Re: [PATCH v4 3/8] finalize_object_file(): implement collision check

Junio C Hamano <gitster@xxxxxxxxx> · Tue, 24 Sep 2024 14:32:21 -0700

Taylor Blau <me@xxxxxxxxxxxx> writes:

> One of the reasons we never implemented this is because the files it
> moves are all named after the cryptographic hash of their contents
> (either loose objects, or packs which have their hash in the name these
> days).

So we are saying that both loose objects and packfiles would benefit
if we did collision checks here.

> ... So in preparation, let's actually
> implement a byte-for-byte collision check.

But the byte-for-byte collision check is only good for packfiles.

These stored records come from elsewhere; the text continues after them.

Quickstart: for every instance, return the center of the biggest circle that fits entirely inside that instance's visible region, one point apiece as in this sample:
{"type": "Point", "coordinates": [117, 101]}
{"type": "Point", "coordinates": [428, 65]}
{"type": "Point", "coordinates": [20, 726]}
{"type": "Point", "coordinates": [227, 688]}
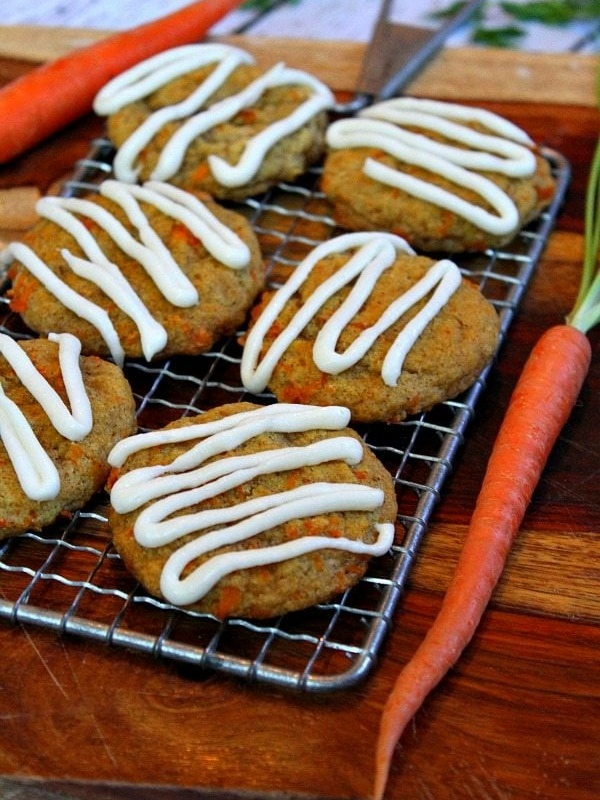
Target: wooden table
{"type": "Point", "coordinates": [516, 719]}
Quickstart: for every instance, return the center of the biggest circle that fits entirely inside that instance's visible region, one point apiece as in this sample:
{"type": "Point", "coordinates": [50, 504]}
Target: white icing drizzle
{"type": "Point", "coordinates": [383, 126]}
{"type": "Point", "coordinates": [149, 251]}
{"type": "Point", "coordinates": [149, 75]}
{"type": "Point", "coordinates": [159, 70]}
{"type": "Point", "coordinates": [189, 480]}
{"type": "Point", "coordinates": [34, 468]}
{"type": "Point", "coordinates": [71, 299]}
{"type": "Point", "coordinates": [375, 252]}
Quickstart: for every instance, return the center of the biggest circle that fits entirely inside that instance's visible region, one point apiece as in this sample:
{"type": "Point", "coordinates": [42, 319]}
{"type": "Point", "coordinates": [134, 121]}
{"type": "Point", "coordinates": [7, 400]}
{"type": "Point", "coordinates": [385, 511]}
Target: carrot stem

In other words, the definition of "content" that gets hashed to
derive the name can differ among csum-file users, so the way to
check for collision can be written for these different types.

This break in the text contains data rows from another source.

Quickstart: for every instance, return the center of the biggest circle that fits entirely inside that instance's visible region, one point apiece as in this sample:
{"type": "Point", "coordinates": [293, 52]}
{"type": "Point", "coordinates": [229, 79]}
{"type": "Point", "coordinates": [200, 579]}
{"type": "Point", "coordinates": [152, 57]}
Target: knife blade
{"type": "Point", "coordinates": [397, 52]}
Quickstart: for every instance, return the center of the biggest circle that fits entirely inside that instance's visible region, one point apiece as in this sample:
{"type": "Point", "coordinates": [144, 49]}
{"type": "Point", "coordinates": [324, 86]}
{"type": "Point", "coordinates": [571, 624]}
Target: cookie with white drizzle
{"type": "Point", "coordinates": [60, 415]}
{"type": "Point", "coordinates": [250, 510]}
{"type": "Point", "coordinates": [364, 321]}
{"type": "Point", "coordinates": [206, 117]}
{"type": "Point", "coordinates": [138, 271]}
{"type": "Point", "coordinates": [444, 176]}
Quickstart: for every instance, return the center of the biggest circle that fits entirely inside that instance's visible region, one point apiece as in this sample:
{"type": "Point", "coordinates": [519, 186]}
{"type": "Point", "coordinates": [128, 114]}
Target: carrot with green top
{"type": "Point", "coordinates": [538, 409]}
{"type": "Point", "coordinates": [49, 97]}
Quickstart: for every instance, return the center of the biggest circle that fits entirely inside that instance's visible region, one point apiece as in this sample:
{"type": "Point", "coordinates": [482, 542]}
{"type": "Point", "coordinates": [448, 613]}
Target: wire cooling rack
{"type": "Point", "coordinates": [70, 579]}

> Note that this may cause some extra computation when the files are in
> fact identical, but this should happen rarely.
>
> Loose objects are exempt from this check, and the collision check may be
> skipped by calling the _flags variant of this function with the
> FOF_SKIP_COLLISION_CHECK bit set. This is done for a couple of reasons:
>
>   - We don't treat the hash of the loose object file's contents as a
>     checksum, since the same loose object can be stored using different
>     bytes on disk (e.g., when adjusting core.compression, using a
>     different version of zlib, etc.).

That's a good explanation why byte-for-byte check is inappropriate.

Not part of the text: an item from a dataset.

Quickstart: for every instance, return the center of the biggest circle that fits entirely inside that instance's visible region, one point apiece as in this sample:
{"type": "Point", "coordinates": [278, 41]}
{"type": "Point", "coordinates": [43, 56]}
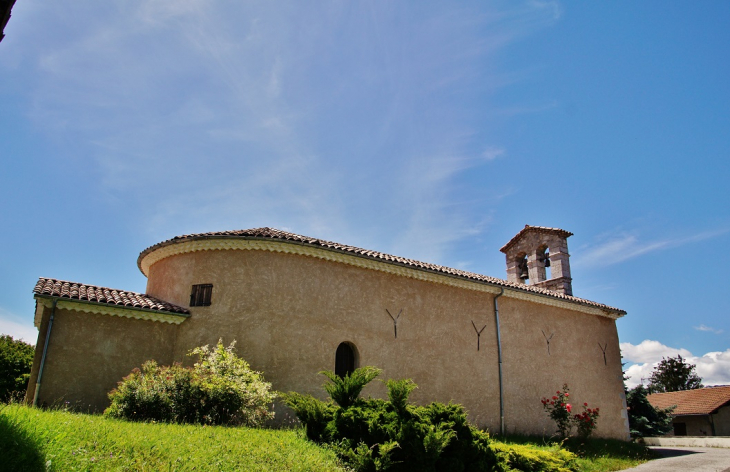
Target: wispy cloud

>   - We already use the path of the loose object as its hash value /
>     object name, so checking for collisions at the content level doesn't
>     add anything.

"We already ... doesn't add anything" -> "The point of collision
check is to find an attempt to store different contents that hashes
down to the same object name, and we continue to use sha1dc to hash
the content name so such a collision would have already been
detected".

>     This is why we do not bother to check the inflated object contents
>     for collisions either, since either (a) the object contents have the
>     fingerprint of a SHA-1 collision, in which case the collision
>     detecting SHA-1 implementation used to hash the contents to give us
>     a path would have already rejected it, or (b) the contents are part
>     of a colliding pair which does not bear the same fingerprints of
>     known collision attacks, in which case we would not have caught it
>     anyway.

I do not understand (b).  If you compare inflated contents, you
would find such a pair that sha1dc missed but the "implement
collision check" patch would have caught as a pair of byte sequences
that hash to the same value.  Isn't it an opportunity to make it safer
to implement such a loose object collision check?

Thanks.